8 key markers in the journey to 'digital enterprise'

Digital enterprises aren't born overnight, they're the result of an ongoing evolution. Here are some tangible changes seen as the process unfolds.
Written by Joe McKendrick, Contributing Writer

There has been a lot of discussion lately about the "digital enterprise" being the "in" thing (yours truly is guilty of such talk as well). But what exactly does it take to be a digital enterprise? What does a digital enterprise look like? Are any organizations there yet?

National Gallery of Art-photo by Joe McKendrick
Photo: Joe McKendrick

In a new book, titled -- appropriately enough -- The Digital Enterprise, Software AG's Karl-Heinz Streibich, joined by independent thought leader Vinnie Mirchandani, talk about what it takes to become a digital enterprise.  To get to this realm, Streibich and Mirchandani urge enterprises to first look at the developing a digital platform, built on top of existing IT application environments. A digital platform should include an "integration bus as a backbone, business process management platform visualization/analytics, and the big data management layer," the explain. Focus on rolling out digital capabilities on a department-by-department basis.

Based on conversations with various organizations, Streibich and Mirchandani identified a number of tangible outcomes from the gradual transition to a digital enterprise -- here are eight notables:

Create smarter products: These are "digitally enabled products that are often equipped with sensors to measure, transmitters to communicate, and energy-efficient usage patterns," they explain. "The mass of the products' intelligence typically lies in central cloud-based systems that process the data delivered by millions of smart products or services." Implication: IT gets more deeply and directly involved in product design and development.

Make services agile: "Smarter services are based on the aggregation, combination and analysis of data generated by a single sensor of hundreds, thousands or even millions of sensors located within a targeted serviceable environment." Examples include jet engines delivering data on potentially hazardous situations, or logistics systems enabling companies to reduce energy consumption. Again, IT gets right next to the customer.

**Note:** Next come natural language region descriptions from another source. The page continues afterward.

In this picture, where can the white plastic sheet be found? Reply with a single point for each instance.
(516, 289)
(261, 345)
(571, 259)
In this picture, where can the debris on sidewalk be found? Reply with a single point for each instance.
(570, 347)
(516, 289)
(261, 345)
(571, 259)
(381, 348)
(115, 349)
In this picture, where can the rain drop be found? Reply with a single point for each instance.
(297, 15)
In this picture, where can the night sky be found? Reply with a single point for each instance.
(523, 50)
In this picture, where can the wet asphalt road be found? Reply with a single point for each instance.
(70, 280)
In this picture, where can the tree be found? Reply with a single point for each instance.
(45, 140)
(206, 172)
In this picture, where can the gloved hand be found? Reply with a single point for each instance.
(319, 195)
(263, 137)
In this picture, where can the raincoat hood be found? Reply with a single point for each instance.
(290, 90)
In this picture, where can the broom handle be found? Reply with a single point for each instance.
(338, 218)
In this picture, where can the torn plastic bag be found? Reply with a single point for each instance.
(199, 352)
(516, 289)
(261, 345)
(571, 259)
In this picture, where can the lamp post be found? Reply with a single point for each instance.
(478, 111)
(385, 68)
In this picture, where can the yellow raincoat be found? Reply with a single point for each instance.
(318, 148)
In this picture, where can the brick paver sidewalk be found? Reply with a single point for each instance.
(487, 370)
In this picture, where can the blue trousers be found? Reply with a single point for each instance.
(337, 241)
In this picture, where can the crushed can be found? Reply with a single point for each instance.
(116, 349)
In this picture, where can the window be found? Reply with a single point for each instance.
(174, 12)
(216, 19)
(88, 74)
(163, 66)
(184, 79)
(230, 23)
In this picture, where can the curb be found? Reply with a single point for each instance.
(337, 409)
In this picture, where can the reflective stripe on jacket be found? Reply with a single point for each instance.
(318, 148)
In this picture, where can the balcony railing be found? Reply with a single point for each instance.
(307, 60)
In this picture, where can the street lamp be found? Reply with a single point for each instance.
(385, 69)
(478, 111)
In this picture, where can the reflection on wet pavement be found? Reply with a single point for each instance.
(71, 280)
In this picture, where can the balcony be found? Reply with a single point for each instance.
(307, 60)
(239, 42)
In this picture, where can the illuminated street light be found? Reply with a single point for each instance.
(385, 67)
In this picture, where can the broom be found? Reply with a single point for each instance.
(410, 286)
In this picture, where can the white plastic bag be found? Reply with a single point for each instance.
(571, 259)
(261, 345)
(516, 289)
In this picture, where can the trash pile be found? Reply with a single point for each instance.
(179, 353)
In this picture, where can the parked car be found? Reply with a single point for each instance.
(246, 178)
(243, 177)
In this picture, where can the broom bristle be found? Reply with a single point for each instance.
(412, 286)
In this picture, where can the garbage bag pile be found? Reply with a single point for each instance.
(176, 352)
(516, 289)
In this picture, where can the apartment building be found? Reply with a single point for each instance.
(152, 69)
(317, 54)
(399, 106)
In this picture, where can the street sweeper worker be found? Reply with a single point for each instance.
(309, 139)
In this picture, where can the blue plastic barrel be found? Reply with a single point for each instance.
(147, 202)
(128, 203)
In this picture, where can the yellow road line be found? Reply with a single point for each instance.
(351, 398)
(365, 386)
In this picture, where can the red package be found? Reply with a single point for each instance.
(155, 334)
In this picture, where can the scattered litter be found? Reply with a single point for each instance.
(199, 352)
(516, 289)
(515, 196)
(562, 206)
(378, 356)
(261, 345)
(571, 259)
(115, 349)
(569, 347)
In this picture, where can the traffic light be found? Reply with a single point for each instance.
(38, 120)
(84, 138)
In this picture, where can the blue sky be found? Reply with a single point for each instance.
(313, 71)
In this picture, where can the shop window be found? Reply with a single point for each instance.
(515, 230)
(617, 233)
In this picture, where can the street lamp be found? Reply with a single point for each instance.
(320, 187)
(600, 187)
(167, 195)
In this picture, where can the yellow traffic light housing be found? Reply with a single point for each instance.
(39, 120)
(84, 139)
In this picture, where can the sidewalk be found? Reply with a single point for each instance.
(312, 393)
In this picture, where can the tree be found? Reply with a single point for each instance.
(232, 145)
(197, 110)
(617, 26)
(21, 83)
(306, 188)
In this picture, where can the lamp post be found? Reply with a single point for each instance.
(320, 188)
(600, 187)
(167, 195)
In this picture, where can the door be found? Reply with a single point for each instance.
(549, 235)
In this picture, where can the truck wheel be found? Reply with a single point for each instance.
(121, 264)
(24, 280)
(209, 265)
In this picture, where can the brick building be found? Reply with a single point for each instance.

Invent new go-to-market models: The tech industry has been a heavy influencer in this regard. Now, non-tech businesses are looking at the new business models the tech industry has spawned -- such as "as-a-service, fremium, and so on. Mobile, analytical and other technologies are helping industries to transition to insight, subscription, and other pricing models." The rise of digitization is also enabling new approaches and channels to reach markets. The tail wags the dog, the enterprise begins to operate more like IT.

Rethink speed: "The digital enterprise thrives on its speed -- in product release cycles, in the velocity of supply chains, and in other operational areas -- as a competitive asset." It's a lot faster to change software than to reconfigure physical things, and this means faster time to market.

Reconsider physical assets: "Companies have a love-hate relationship with their physical assets," they write. "These assets tend to be capital intensive, they frequently break down, and they become obsolete too quickly. Today, technology and emerging business models are helping digital enterprises to address many of those issues, thereby changing physical assets back to what they were supposed to be -- assets to an enterprise. Because a product's software component is easier to update them its hardware component, shifting the balance in favor of software can help to keep the product up to date." This especially applies to IT infrastructure.

Provide for more intuitive interfaces: "Though keyboards continue to dominate computing, digital enterprises are exploring a wide variety of interfaces that communicate with all of our senses.. such as voice recognition, gesture-based control, eye tracking, and any other form of human interpersonal communication."

Scrutinize analytics: "Big data technology and a growing base of primary data, both structured and unstructured, are empowering the digital enterprise to move to more fact-based decisions and away from our 'gut calls.'" Digital enterprises learn to master the art and science of competing on analytics.

Think over constraints, think about sharing: "A major theme in the history of IT has been to rethink expensive or insufficient storage, memory, bandwidth, and other resources. In the past few years, the digital revolution  has succeeded in removing many of these constraints." Especially commodization, distributed computing, BYOD and cloud.